A gardener will never get bored

Pruning, slashing, mowing, harvesting and WEEDING! A gardener will never be bored as there is always something to do when looking after land.

Weeding is inevitable in the Northern Rivers. More rain than you can poke a stick at and a mild sub-tropical climate create ideal conditions for growing everything. Ornamentals, fruit trees, veges, rainforest and other natives thrive as well as the numerous and various opportunistic plants you don’t want.

The ones some call weeds will often come by themselves and ultimately need to managed. Many we bring in ourselves, purchased from a nursery or market stall only to discover a few years later that we have introduced a problem plant or one that grows a lot bigger or spreads more dramatically than expected.

Guidelines for gardening in a rural region include: Know what you already have to start with. Work with what you’ve got. Some might need to go. Choose new plants wisely.

Duranta, aka golden dewdrop or pigeon berry, Duranta erecta or D. repens, is an attractive shrub for the garden and a popular hedge choice. Readily commercially available and not on any restricted schedule, this species however does feature in lists of environmental weeds.
Duranta

This hardy bush is yet another problematic garden escapee causing damage to bushland and creek bank ecosystems. The newer cultivars marketed with trademarked names such as ‘Sheena’s Gold’ are reputed to be less weedy but it could just be a matter of time.
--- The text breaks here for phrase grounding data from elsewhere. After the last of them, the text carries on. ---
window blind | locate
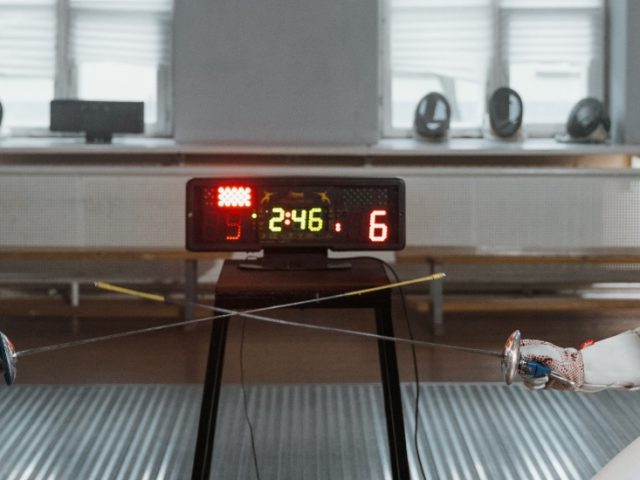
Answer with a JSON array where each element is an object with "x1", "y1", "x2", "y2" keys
[
  {"x1": 389, "y1": 0, "x2": 492, "y2": 82},
  {"x1": 69, "y1": 0, "x2": 172, "y2": 66},
  {"x1": 0, "y1": 0, "x2": 56, "y2": 77},
  {"x1": 500, "y1": 0, "x2": 603, "y2": 68}
]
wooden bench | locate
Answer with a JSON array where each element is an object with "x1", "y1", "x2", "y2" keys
[
  {"x1": 396, "y1": 247, "x2": 640, "y2": 335},
  {"x1": 0, "y1": 248, "x2": 229, "y2": 320}
]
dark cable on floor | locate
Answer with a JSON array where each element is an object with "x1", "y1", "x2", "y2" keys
[
  {"x1": 239, "y1": 316, "x2": 262, "y2": 480},
  {"x1": 360, "y1": 256, "x2": 428, "y2": 480}
]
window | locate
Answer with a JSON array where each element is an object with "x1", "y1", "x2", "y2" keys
[
  {"x1": 385, "y1": 0, "x2": 492, "y2": 136},
  {"x1": 0, "y1": 0, "x2": 172, "y2": 135},
  {"x1": 383, "y1": 0, "x2": 604, "y2": 138},
  {"x1": 500, "y1": 0, "x2": 604, "y2": 135},
  {"x1": 0, "y1": 0, "x2": 56, "y2": 129}
]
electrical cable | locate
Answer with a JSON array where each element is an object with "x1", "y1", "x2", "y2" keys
[
  {"x1": 239, "y1": 316, "x2": 262, "y2": 480},
  {"x1": 358, "y1": 257, "x2": 427, "y2": 480}
]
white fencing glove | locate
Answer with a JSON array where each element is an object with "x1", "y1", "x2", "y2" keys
[
  {"x1": 520, "y1": 329, "x2": 640, "y2": 392},
  {"x1": 519, "y1": 339, "x2": 584, "y2": 391}
]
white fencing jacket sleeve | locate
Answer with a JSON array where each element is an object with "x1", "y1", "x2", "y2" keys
[
  {"x1": 580, "y1": 329, "x2": 640, "y2": 479},
  {"x1": 581, "y1": 328, "x2": 640, "y2": 391}
]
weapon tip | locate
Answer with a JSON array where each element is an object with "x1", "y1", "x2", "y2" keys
[{"x1": 0, "y1": 331, "x2": 17, "y2": 386}]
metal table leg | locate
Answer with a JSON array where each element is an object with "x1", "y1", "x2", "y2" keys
[
  {"x1": 191, "y1": 313, "x2": 229, "y2": 480},
  {"x1": 429, "y1": 260, "x2": 445, "y2": 336},
  {"x1": 184, "y1": 259, "x2": 198, "y2": 323}
]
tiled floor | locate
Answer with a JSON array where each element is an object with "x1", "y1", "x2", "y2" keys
[{"x1": 2, "y1": 293, "x2": 640, "y2": 479}]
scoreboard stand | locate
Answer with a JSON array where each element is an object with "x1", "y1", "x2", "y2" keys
[
  {"x1": 186, "y1": 177, "x2": 410, "y2": 479},
  {"x1": 238, "y1": 247, "x2": 352, "y2": 270}
]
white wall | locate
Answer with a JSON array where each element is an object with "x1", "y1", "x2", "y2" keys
[
  {"x1": 173, "y1": 0, "x2": 379, "y2": 145},
  {"x1": 608, "y1": 0, "x2": 640, "y2": 144}
]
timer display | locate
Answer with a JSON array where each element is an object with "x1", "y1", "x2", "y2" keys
[
  {"x1": 268, "y1": 207, "x2": 324, "y2": 233},
  {"x1": 186, "y1": 177, "x2": 405, "y2": 251}
]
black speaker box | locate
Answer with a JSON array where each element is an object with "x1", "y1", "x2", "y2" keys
[{"x1": 50, "y1": 99, "x2": 144, "y2": 143}]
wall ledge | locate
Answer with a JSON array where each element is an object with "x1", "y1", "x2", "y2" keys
[{"x1": 1, "y1": 136, "x2": 639, "y2": 157}]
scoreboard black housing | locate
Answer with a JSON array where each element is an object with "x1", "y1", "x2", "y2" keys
[{"x1": 186, "y1": 177, "x2": 405, "y2": 252}]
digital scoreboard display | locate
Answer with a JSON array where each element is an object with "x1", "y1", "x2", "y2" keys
[{"x1": 186, "y1": 177, "x2": 405, "y2": 251}]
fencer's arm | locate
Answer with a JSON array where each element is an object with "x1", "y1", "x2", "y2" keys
[{"x1": 580, "y1": 328, "x2": 640, "y2": 391}]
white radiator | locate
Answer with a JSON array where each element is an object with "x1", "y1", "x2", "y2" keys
[{"x1": 1, "y1": 166, "x2": 639, "y2": 250}]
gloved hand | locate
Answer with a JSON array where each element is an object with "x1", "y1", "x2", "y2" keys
[{"x1": 519, "y1": 339, "x2": 585, "y2": 391}]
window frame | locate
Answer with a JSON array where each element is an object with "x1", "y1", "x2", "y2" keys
[
  {"x1": 380, "y1": 0, "x2": 605, "y2": 139},
  {"x1": 3, "y1": 0, "x2": 172, "y2": 138}
]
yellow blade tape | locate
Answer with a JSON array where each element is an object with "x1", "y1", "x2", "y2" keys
[
  {"x1": 96, "y1": 272, "x2": 446, "y2": 304},
  {"x1": 344, "y1": 272, "x2": 446, "y2": 297},
  {"x1": 95, "y1": 281, "x2": 166, "y2": 303}
]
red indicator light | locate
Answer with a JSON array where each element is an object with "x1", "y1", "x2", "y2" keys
[
  {"x1": 369, "y1": 210, "x2": 389, "y2": 242},
  {"x1": 335, "y1": 222, "x2": 342, "y2": 233},
  {"x1": 217, "y1": 186, "x2": 252, "y2": 208}
]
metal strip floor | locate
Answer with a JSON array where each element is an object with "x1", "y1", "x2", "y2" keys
[{"x1": 0, "y1": 383, "x2": 639, "y2": 479}]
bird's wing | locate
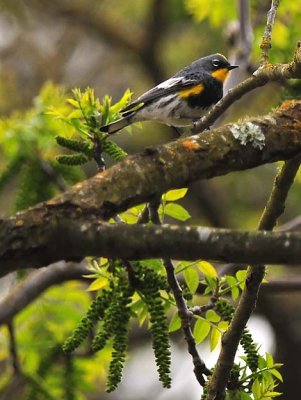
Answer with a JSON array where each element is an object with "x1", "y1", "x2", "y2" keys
[{"x1": 121, "y1": 76, "x2": 203, "y2": 115}]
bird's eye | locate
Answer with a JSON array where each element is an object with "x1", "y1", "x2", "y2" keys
[{"x1": 212, "y1": 59, "x2": 220, "y2": 68}]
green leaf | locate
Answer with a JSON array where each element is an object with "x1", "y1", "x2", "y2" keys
[
  {"x1": 198, "y1": 261, "x2": 217, "y2": 278},
  {"x1": 217, "y1": 321, "x2": 229, "y2": 331},
  {"x1": 225, "y1": 275, "x2": 240, "y2": 300},
  {"x1": 238, "y1": 391, "x2": 252, "y2": 400},
  {"x1": 264, "y1": 392, "x2": 282, "y2": 397},
  {"x1": 87, "y1": 277, "x2": 109, "y2": 291},
  {"x1": 110, "y1": 89, "x2": 133, "y2": 114},
  {"x1": 164, "y1": 203, "x2": 191, "y2": 221},
  {"x1": 266, "y1": 352, "x2": 274, "y2": 368},
  {"x1": 164, "y1": 188, "x2": 188, "y2": 201},
  {"x1": 205, "y1": 309, "x2": 220, "y2": 323},
  {"x1": 258, "y1": 355, "x2": 267, "y2": 369},
  {"x1": 193, "y1": 319, "x2": 210, "y2": 344},
  {"x1": 183, "y1": 267, "x2": 199, "y2": 294},
  {"x1": 252, "y1": 379, "x2": 261, "y2": 400},
  {"x1": 236, "y1": 269, "x2": 248, "y2": 289},
  {"x1": 204, "y1": 275, "x2": 218, "y2": 293},
  {"x1": 67, "y1": 98, "x2": 80, "y2": 108},
  {"x1": 68, "y1": 109, "x2": 84, "y2": 120},
  {"x1": 168, "y1": 312, "x2": 182, "y2": 333},
  {"x1": 210, "y1": 327, "x2": 221, "y2": 351},
  {"x1": 225, "y1": 275, "x2": 237, "y2": 286},
  {"x1": 270, "y1": 369, "x2": 283, "y2": 382},
  {"x1": 231, "y1": 286, "x2": 240, "y2": 300}
]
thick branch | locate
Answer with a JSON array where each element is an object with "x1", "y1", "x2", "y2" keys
[
  {"x1": 46, "y1": 101, "x2": 301, "y2": 217},
  {"x1": 0, "y1": 103, "x2": 300, "y2": 275},
  {"x1": 2, "y1": 220, "x2": 301, "y2": 276}
]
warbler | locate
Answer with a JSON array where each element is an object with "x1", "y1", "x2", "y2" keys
[{"x1": 100, "y1": 54, "x2": 238, "y2": 135}]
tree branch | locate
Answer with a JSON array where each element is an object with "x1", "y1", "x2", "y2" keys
[
  {"x1": 0, "y1": 262, "x2": 89, "y2": 324},
  {"x1": 193, "y1": 40, "x2": 301, "y2": 133},
  {"x1": 1, "y1": 220, "x2": 301, "y2": 276},
  {"x1": 0, "y1": 103, "x2": 300, "y2": 275},
  {"x1": 42, "y1": 101, "x2": 301, "y2": 216},
  {"x1": 260, "y1": 0, "x2": 281, "y2": 64},
  {"x1": 206, "y1": 157, "x2": 300, "y2": 399}
]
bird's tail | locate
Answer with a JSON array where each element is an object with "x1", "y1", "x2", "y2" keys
[{"x1": 100, "y1": 115, "x2": 132, "y2": 135}]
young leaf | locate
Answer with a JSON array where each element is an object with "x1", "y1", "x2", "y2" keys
[
  {"x1": 210, "y1": 327, "x2": 221, "y2": 351},
  {"x1": 87, "y1": 277, "x2": 109, "y2": 291},
  {"x1": 193, "y1": 319, "x2": 211, "y2": 344},
  {"x1": 164, "y1": 203, "x2": 191, "y2": 221},
  {"x1": 164, "y1": 188, "x2": 188, "y2": 201},
  {"x1": 217, "y1": 320, "x2": 229, "y2": 331},
  {"x1": 198, "y1": 261, "x2": 217, "y2": 278},
  {"x1": 183, "y1": 267, "x2": 199, "y2": 294},
  {"x1": 205, "y1": 309, "x2": 220, "y2": 323},
  {"x1": 238, "y1": 391, "x2": 252, "y2": 400},
  {"x1": 236, "y1": 269, "x2": 247, "y2": 289},
  {"x1": 270, "y1": 368, "x2": 283, "y2": 382},
  {"x1": 168, "y1": 312, "x2": 182, "y2": 333},
  {"x1": 252, "y1": 379, "x2": 261, "y2": 400},
  {"x1": 264, "y1": 392, "x2": 282, "y2": 397},
  {"x1": 266, "y1": 352, "x2": 274, "y2": 368}
]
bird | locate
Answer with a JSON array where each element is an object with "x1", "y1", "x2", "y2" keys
[{"x1": 100, "y1": 54, "x2": 238, "y2": 135}]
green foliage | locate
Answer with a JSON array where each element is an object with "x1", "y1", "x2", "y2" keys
[
  {"x1": 50, "y1": 87, "x2": 130, "y2": 168},
  {"x1": 63, "y1": 289, "x2": 112, "y2": 353},
  {"x1": 184, "y1": 0, "x2": 301, "y2": 63},
  {"x1": 160, "y1": 187, "x2": 191, "y2": 222},
  {"x1": 0, "y1": 82, "x2": 85, "y2": 212},
  {"x1": 63, "y1": 260, "x2": 172, "y2": 392},
  {"x1": 134, "y1": 263, "x2": 171, "y2": 388}
]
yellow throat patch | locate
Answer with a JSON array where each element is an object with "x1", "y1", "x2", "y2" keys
[
  {"x1": 211, "y1": 68, "x2": 229, "y2": 83},
  {"x1": 178, "y1": 83, "x2": 204, "y2": 98}
]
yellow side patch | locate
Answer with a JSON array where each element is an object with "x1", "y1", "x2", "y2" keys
[
  {"x1": 178, "y1": 83, "x2": 204, "y2": 98},
  {"x1": 211, "y1": 68, "x2": 229, "y2": 83}
]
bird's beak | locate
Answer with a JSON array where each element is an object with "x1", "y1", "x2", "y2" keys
[{"x1": 228, "y1": 65, "x2": 239, "y2": 70}]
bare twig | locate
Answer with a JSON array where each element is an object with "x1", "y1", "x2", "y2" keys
[
  {"x1": 278, "y1": 215, "x2": 301, "y2": 231},
  {"x1": 224, "y1": 0, "x2": 253, "y2": 93},
  {"x1": 206, "y1": 157, "x2": 300, "y2": 399},
  {"x1": 260, "y1": 0, "x2": 281, "y2": 64},
  {"x1": 39, "y1": 159, "x2": 68, "y2": 192},
  {"x1": 147, "y1": 199, "x2": 210, "y2": 385},
  {"x1": 163, "y1": 259, "x2": 210, "y2": 385},
  {"x1": 7, "y1": 322, "x2": 21, "y2": 374},
  {"x1": 259, "y1": 155, "x2": 301, "y2": 230}
]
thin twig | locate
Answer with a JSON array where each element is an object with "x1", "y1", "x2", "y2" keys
[
  {"x1": 163, "y1": 259, "x2": 211, "y2": 385},
  {"x1": 39, "y1": 159, "x2": 68, "y2": 192},
  {"x1": 147, "y1": 198, "x2": 210, "y2": 385},
  {"x1": 260, "y1": 0, "x2": 281, "y2": 64},
  {"x1": 206, "y1": 157, "x2": 301, "y2": 399},
  {"x1": 7, "y1": 322, "x2": 21, "y2": 374},
  {"x1": 259, "y1": 155, "x2": 301, "y2": 230}
]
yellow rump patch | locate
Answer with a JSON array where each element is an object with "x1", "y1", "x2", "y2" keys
[
  {"x1": 211, "y1": 68, "x2": 229, "y2": 83},
  {"x1": 178, "y1": 83, "x2": 204, "y2": 98}
]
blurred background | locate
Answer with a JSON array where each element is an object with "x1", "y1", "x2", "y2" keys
[{"x1": 0, "y1": 0, "x2": 300, "y2": 399}]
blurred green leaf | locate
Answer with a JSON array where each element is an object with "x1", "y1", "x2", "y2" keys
[
  {"x1": 164, "y1": 188, "x2": 188, "y2": 201},
  {"x1": 193, "y1": 318, "x2": 211, "y2": 344},
  {"x1": 198, "y1": 261, "x2": 217, "y2": 278},
  {"x1": 164, "y1": 203, "x2": 191, "y2": 221},
  {"x1": 183, "y1": 267, "x2": 199, "y2": 294}
]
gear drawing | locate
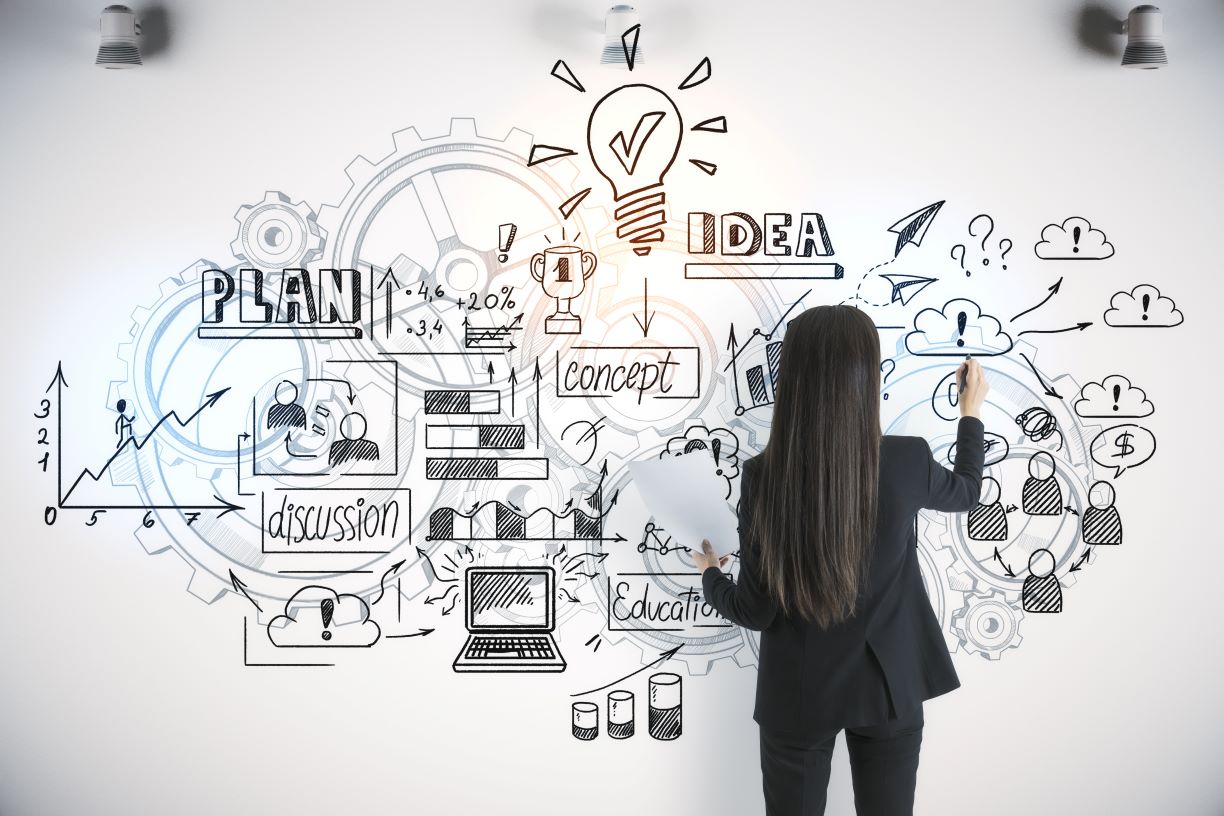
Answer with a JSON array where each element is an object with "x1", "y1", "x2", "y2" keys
[
  {"x1": 952, "y1": 590, "x2": 1024, "y2": 660},
  {"x1": 230, "y1": 191, "x2": 324, "y2": 270}
]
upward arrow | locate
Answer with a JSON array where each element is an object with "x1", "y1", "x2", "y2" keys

Originating from tropical and warm subtropical Americas, duranta has naturalised in several countries such as Philippines, China, India and Pacific Islands including Fiji, Tonga and Hawaii.

Listed in the top 50 environmental weeds in Northern NSW and Queensland, this bushy shrub is also recognised as weedy in the Northern Territory and on Norfolk Island.
Favouring creek banks, low lying paddocks and other moist areas,
duranta has also invaded both dense and open forests. It will also readily
colonise disturbed road side areas.

Growing up to six metres high in clumps almost as wide, it has graceful drooping branches. As the plant matures it develops pairs of spines along the stems. Sprays of lilac blue flowers earn it another sobriqet of sky flower. These fragrant blossoms attract butterflies. The flowers are followed by clusters of long lasting bright yellow berries. The berries are eaten by birds which spread the seeds far and wide. Note here that these berries are poisonous to many mammals and have been responsible for deaths of stock, pets and children. Garden waste dumping in bushland is another common mode of dispersal of this plant.

Plant instead natives such as lemon myrtle, Backhousia myrtifolia and lilli-pillies, Syzygium and Acmena spp instead.

Look for ways to reduce herbicide use. The world now has a huge problem with herbicide resistant weeds. Annual rye grass, originally introduced as a pasture grass for stock, interferes with grain cropping. Chemicals no longer kill it.

Around Australia 25 species of weeds have developed resistance to at least one type of herbicide. Some weeds are developing multiple resistances. Slash instead of spray. Lay cardboard under mulch around trees. Wrap black plastic over small stumps of large woody weeds to exclude light and effect a kill.

While chemical mega-companies frantically try to develop new compounds an inventive grain farmer, Ray Harrington, from WA developed the Integrated Harrington Seed
Destructor. This high speed mill device fits in the harvester and grinds the chaff including any weeds seeds to a fine pulp. The damage caused to the seeds prevents them germinating resulting in clean and mostly weed free boundless plains of grain.

Happy weeding and don’t forget the follow up.